Das Ruhrgebiet braucht nicht nur neue Jobs, es braucht eine neue Identität. Eine, auf die die Menschen wieder stolz sein können. „Wir müssen ein Selbstbewusstsein entwickeln, so wie die Bayern ihr ,Mia san mia“, sagt der Filmemacher Adolf Winkelmann im Interview mit dem WDR-Radio. Bisher sei da nicht viel mehr als „Woanders is auch scheiße“, der berühmte Spruch des Ruhrpott-Autors Frank Goosen über seine Heimat.

Wenn es mit dem Stahlkorb wieder nach oben geht - ein besonderer Moment

Das Berliner Unternehmen „Empirica“ hat Ende 2015 eine „Schwarmstädte“-Studie veröffentlicht. Darin ging es darum, was Metropolen und Ballungszentren in Deutschland besonders für junge Menschen attraktiv macht, und wo es sie hinzieht. Das Ruhrgebiet war unter 30 beliebten Städten mit keiner einzigen vertreten. Nur lag das laut der Studie nicht daran, dass junge Menschen aus anderen Regionen ein schlechtes Bild vom Revier haben. Sie hatten schlicht keine Vorstellung vom größten Ballungszentrum Deutschlands. Sie wissen nicht, wofür es steht.

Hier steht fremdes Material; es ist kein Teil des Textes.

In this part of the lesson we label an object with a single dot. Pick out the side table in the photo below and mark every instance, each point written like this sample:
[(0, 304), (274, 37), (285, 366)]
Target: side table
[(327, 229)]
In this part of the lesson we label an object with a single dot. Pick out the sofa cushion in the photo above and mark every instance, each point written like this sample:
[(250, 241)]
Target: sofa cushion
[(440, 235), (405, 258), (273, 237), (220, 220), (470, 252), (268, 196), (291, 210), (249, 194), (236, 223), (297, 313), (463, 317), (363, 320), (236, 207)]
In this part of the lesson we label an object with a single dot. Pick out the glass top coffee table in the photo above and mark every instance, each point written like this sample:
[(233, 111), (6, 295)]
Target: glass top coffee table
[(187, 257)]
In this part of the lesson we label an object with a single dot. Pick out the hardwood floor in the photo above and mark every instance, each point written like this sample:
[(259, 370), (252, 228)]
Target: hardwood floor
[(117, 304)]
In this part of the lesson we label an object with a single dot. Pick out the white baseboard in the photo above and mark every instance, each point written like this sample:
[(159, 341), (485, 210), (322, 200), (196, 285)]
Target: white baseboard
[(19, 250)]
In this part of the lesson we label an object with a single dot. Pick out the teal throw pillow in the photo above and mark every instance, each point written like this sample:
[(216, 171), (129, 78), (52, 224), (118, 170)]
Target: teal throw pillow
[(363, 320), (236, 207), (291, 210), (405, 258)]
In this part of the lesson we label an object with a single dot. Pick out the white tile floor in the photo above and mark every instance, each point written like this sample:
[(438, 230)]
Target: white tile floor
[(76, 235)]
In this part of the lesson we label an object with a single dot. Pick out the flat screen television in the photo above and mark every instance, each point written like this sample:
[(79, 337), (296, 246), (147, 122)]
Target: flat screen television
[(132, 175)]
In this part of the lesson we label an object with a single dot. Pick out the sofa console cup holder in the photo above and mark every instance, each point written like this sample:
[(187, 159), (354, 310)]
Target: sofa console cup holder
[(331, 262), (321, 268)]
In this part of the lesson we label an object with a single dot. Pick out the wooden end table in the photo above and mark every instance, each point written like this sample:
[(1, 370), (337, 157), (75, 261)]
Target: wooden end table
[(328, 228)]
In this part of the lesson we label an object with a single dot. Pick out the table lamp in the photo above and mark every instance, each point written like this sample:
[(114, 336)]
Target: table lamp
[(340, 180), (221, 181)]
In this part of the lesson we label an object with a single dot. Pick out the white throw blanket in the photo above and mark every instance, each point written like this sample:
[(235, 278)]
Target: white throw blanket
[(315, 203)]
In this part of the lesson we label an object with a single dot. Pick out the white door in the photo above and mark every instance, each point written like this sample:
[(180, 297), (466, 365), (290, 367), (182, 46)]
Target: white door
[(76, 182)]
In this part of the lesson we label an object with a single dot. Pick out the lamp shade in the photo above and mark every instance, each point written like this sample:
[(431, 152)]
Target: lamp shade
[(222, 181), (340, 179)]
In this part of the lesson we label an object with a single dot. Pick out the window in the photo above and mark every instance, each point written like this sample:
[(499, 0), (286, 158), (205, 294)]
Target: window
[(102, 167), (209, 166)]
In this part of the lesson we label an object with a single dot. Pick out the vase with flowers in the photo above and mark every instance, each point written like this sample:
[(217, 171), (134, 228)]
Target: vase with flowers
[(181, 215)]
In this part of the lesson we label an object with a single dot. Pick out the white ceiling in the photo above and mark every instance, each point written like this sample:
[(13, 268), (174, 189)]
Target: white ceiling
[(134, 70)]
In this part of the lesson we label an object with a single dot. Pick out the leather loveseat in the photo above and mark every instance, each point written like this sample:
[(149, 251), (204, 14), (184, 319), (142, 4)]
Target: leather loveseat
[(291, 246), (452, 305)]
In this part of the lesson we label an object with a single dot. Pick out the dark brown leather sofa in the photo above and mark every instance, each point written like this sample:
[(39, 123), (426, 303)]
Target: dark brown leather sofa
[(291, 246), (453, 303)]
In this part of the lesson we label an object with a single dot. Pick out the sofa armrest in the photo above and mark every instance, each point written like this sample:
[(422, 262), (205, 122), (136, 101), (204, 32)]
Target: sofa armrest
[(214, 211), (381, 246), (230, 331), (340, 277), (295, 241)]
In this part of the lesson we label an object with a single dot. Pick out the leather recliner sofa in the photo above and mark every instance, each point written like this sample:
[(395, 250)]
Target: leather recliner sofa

Molitor öffnet das hölzerne Gartentor. Er sieht so entspannt aus, als käme er gerade aus dem Urlaub. Wache Augen, gesunde Gesichtsfarbe. Nachdem er Lenny im Garten eingefangen hat, die kleine schwarze Mischung aus Tigerdackel und Französischer Bulldogge, lässt sich Molitor aufs Sofa fallen. Nichts in der Wohnung sieht nach Ruhrpottromantik aus. Verkehrsberuhigter Bereich, Erdgeschoss, weiße Haustür, die Terracotta-Fliesen blitzblank. Im Wohnzimmer mischen sich Urlaubsfotos in Ikea-Bilderrahmen in Ikea-Regalen mit Obstkisten, die auf dem Langflorteppich zum Couchtisch arrangiert stehen.

Seit einem Jahr macht Molitor die Nachtschicht. Um 22 Uhr wird er wieder runterfahren, um sechs in der Früh geht es dann wieder rauf. „Ich liebe das“, sagt er. Besonders den Moment, wenn er mit dem Korb nach oben gefahren wird, nach getaner Arbeit, wenn an lauen Sommertagen die Morgenluft besonders frisch riecht, und die ersten Sonnenstrahlen das schummrige Licht im Stollen vergessen machen, das Ruhrgebiet noch still ist, keine Maschinen rumpeln und Kumpel brüllen, das sei doch unvergleichlich. Er will jeden einzelnen dieser Momente auskosten. Er weiß, sie sind endlich.